Les conférences familières faites aux hommes ont une grande portée morale, les simples entretiens ont aussi leur prix. Un mot dit en passant, une réflexion faite à propos gagnent les cœurs et fortifient les courages. Quand le terrain est bien préparé par une éducation de cette nature, l’instruction théorique et l’instruction pratique se gravent facilement dans les esprits. Les exercices les plus arides prennent une couleur et un caractère nouveau pour le soldat, qui en connaît déjà le lien avec ses devoirs généraux, qui sait qu’on le prépare à la guerre et que dans cette préparation raisonnée aucun détail n’est inutile. Le développement des idées patriotiques, la conscience de tous les sacrifices qu’on doit à la patrie, voilà pour M. de Cissey la meilleure préface de la vie militaire.
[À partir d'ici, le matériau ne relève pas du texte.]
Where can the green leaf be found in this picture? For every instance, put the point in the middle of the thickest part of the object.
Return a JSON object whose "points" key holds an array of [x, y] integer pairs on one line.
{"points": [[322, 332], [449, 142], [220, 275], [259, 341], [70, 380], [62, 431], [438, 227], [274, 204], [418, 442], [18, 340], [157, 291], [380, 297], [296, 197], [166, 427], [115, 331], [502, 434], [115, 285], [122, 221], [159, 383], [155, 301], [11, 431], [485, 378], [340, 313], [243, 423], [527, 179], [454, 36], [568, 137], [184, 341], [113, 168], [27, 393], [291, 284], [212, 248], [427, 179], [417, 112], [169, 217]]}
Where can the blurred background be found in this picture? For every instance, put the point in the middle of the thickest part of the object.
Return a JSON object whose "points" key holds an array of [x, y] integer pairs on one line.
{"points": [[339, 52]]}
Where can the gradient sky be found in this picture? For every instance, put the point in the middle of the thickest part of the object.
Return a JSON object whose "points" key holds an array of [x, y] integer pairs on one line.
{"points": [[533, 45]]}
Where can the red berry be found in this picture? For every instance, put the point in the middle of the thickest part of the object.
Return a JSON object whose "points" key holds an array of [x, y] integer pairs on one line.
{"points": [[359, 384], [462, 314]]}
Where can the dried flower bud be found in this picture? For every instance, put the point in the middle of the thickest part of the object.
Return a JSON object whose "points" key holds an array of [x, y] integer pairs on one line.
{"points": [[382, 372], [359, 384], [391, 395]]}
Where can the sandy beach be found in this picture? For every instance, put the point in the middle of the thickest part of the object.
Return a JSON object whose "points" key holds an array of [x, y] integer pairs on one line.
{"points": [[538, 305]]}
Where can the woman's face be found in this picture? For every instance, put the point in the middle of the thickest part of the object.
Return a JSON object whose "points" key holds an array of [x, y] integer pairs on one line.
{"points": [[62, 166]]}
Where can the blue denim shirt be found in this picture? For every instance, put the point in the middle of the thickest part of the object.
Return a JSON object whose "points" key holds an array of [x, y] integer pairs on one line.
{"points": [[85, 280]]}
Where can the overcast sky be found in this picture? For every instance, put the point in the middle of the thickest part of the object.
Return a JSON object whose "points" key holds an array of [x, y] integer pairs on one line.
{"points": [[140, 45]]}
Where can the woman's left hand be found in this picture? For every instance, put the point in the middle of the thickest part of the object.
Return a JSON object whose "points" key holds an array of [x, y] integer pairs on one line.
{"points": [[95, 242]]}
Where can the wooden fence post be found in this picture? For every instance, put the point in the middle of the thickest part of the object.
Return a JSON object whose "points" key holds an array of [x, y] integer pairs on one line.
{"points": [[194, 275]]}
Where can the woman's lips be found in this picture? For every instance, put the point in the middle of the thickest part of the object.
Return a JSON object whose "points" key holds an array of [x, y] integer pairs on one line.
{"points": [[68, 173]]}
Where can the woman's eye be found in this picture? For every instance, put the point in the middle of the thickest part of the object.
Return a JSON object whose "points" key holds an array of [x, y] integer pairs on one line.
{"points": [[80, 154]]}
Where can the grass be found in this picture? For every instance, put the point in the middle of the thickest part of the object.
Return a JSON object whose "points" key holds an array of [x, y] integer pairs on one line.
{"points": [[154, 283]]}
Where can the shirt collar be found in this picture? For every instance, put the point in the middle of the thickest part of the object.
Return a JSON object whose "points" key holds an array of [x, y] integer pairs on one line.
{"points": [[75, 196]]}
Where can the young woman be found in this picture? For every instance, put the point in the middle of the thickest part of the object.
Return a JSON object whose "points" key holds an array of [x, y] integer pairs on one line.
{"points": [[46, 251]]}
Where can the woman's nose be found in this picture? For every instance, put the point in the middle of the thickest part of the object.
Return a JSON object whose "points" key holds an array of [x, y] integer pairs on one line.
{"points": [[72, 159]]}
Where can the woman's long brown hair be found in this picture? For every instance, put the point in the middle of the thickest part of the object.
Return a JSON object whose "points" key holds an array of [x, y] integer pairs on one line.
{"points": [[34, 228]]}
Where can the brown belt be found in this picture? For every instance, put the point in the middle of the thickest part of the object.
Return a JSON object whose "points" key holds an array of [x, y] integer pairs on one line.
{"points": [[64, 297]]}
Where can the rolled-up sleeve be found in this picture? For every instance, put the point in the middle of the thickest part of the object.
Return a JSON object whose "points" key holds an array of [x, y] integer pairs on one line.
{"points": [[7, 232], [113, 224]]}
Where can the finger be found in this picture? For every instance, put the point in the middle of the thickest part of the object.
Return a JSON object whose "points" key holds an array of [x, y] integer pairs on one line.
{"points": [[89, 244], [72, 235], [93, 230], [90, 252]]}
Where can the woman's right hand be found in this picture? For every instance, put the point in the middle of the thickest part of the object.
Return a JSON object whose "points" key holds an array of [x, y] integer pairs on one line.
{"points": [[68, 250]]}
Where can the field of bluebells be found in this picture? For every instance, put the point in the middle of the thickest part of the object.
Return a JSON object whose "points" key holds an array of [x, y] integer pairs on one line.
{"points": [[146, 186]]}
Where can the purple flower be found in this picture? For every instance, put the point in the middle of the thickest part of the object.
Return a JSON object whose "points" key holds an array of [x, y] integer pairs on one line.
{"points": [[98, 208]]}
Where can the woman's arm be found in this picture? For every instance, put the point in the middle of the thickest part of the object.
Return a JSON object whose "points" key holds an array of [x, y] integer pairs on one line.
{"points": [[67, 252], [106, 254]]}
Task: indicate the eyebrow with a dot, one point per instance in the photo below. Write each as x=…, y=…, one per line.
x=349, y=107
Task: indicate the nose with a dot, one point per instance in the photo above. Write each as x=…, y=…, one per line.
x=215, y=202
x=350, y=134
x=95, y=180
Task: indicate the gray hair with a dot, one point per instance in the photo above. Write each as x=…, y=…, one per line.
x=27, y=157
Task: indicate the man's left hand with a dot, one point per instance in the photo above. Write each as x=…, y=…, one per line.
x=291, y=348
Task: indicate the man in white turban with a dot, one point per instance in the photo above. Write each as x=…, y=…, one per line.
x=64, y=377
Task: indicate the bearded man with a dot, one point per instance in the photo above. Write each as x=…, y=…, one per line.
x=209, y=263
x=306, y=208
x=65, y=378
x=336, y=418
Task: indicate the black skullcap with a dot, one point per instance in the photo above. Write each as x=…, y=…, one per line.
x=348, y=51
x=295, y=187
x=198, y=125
Ce manuel, simplement et fortement écrit, mérite d’être lu par tous nos jeunes officiers d’infanterie. Ils y trouveront une foule de conseils utiles ; ce sera pour eux un vade-mecum bon à consulter en toute occasion. Beaucoup d’entre eux ont déjà devancé dans la pratique la pensée de l’auteur. Mais il n’est pas mauvais, même pour les meilleurs, d’avoir sous les yeux un texte écrit qui rappelle le devoir et réveille les énergies individuelles. M. de Cissey demande beaucoup à l’esprit de discipline, qui est très répandu dans notre armée, mais il demande plus encore à l’effort personnel. Il voudrait qu’aucune force morale ne se perdît, que chaque membre de notre corps d’officiers si distingué eût dans chaque détail de la vie le sentiment de la responsabilité qui pèse sur lui, de l’exemple qu’il est tenu de donner à ses subordonnés. Dans l’immense mêlée de nos guerres futures, lorsque la loi du nombre domine tout, ce ne sont pas les hommes qui manqueront. Il y en aura peut-être trop. Ce qui sera surtout nécessaire, c’est que les chefs, à tous les degrés de la hiérarchie, aient assez d’autorité morale pour les conduire au combat et pour les retenir au feu.

A. Mézières.

  1. L’Instruction raisonnée dans l’infanterie, par le lieutenant de Cissey. — Librairie militaire de Baudoin, 1891.